The Hellenic Football Federation (EPO) announced sweeping changes late last week with the removal of manager Sergio Markarian, as well as his assistants Roland Marcenaro and Nikos Costenoglou, and national team director Yiorgos Karagounis.

The decision to part with Markarian, Marcenaro and Costenoglou was reportedly agreed to by mutual consent, but Karagounis, Greece’s most capped player, is said to be a sticking point with the organisation, with the EPO stating his contract was terminated for an unspecified “significant reason”.

The former national captain accused the EPO of showing no respect throughout the process.

“The most striking thing is that since all of this first started, I have kept seeing my professional dignity being tarnished in the media and nobody [from the EPO] has bothered to contact me to tell me anything,” Karagounis told Greece’s Sport FM.

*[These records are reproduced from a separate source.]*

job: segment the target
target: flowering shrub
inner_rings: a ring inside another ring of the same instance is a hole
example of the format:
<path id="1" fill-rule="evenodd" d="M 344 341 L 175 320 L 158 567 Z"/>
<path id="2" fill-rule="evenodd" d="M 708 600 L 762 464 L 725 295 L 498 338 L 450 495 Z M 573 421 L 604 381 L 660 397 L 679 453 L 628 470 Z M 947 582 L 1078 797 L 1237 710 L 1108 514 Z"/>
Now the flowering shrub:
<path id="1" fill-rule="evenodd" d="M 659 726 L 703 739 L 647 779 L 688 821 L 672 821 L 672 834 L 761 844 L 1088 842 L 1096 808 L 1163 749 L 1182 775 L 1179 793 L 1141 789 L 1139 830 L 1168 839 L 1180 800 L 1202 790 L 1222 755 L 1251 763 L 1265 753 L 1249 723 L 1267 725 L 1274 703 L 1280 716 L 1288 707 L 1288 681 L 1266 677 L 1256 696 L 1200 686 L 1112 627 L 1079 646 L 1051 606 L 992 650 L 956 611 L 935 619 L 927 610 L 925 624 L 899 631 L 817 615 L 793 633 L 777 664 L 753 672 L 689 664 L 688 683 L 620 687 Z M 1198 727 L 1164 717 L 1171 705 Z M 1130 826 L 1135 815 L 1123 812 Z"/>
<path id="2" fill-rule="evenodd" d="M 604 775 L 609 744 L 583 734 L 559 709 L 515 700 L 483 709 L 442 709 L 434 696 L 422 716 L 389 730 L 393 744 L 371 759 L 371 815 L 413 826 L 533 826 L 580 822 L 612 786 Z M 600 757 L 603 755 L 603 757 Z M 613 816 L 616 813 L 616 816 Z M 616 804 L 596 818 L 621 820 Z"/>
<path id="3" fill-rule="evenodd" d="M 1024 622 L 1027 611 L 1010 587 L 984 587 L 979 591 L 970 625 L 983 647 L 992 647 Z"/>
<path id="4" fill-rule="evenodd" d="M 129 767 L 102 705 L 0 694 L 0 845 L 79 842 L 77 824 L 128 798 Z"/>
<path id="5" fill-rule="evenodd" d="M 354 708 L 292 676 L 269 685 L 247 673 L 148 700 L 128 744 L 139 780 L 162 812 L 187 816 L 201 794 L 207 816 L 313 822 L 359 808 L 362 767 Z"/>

“This is not consistent with my behaviour over the years, especially towards the national team that I’ve served for 24 years. They should respect all these years that I’ve been involved.

“It’s so bad to let rumours and heresy continue with so many lies being bandied about and nobody responding to them.”

Greece’s Under-21 coach Costas Tsanas will stand in as caretaker manager until a permanent replacement is found. Greece has four Euro 2016 qualifiers remaining, with the next on September 4 against Finland in Piraeus, and sits last in its group on two points.